First of all, I tried their pastry crust recipe, which is an all butter affair. I wasn't overly impressed, it came out tougher than my typical shortening based crust, but I did learn a great tip in their directions. They suggest that when the crust is crumbly, stop adding water and turn the mixture onto the counter and push out sections of dough with the heal of your hand once....they call it "schmearing, and then fold it back on itself with a bench scraper. Sure enough, this technique made the crust hold together!
Otherwise, I did love how this pie came out. It's got both coconut milk and toasted coconut in it. Here's my take on their recipe....
Coconut Cream Pie
1 9" single pie crust, blind baked
1 1/4 c. unsweetened flaked coconut (had to buy at People's Food Coop, check health food stores)

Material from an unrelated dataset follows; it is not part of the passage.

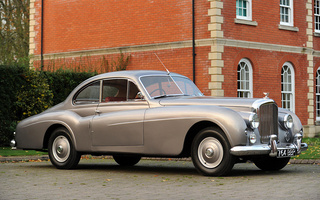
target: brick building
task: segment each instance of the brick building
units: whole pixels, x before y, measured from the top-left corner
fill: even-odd
[[[131,56],[127,67],[193,79],[206,95],[264,97],[320,124],[320,0],[30,0],[30,54]]]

3/4 c. granulated sugar (their recipe included an addition 2 T., don't bother. Must have been a remainder from an industrial sized recipe)
1/4 c. corn starch (ditto, theirs had an additional 1.5 t, not needed)
1/2 t. kosher salt (their recipe called for sea salt)
1 1/2 c. whole milk
1 can coconut milk (the kind you use for Thai recipes, not pina coladas. Their recipe called for 1 1/2 cups and since the can I had was slightly less than that, I wasn't willing to open another for a little bit more)
3 egg yolks
1 1/2 t. vanilla
1 T. butter (I used salted, don't keep unsalted around)
For Whipped Cream Topping
1/2 pt. heavy cream (original recipe called for 12 oz.....that would be way too much!)
2 t. vanilla (original recipe called for 1/2 vanilla bean seeds, I didn't bother)
2 T. granulated sugar
Preheat oven to 300 F. Spread coconut onto a cookie sheet. Toast in the oven for about 5-10 minutes, stirring a couple times, until golden brown. In a medium saucepan, stir sugar, starch and salt. Add the milks and the egg yolks, whisk to combine. Cook the filling until it thickens and comes to a boil. Continue to cook for 1 minute while stirring. I was a little nervous because there was no temperature called out and I like to use a thermometer for this, but it was just fine. Reserve 1/4 c. coconut for topping. Remove from heat and add remaining coconut, vanilla add butter and stir. Pour filling in a bowl and cover with plastic wrap to prevent a skin from forming, and let it cool for 30 minutes at room temperature
Stir mixture again and pour into cooled pie crust. Cover with plastic wrap again and press into filling, refrigerate for 2 hours. To make whipped cream, put ingredients in bowl of a stand mixer and using whisk attachment, beat on high until firm peaks form. Top pie with whipped cream and sprinkle with toasted coconut. Enjoy!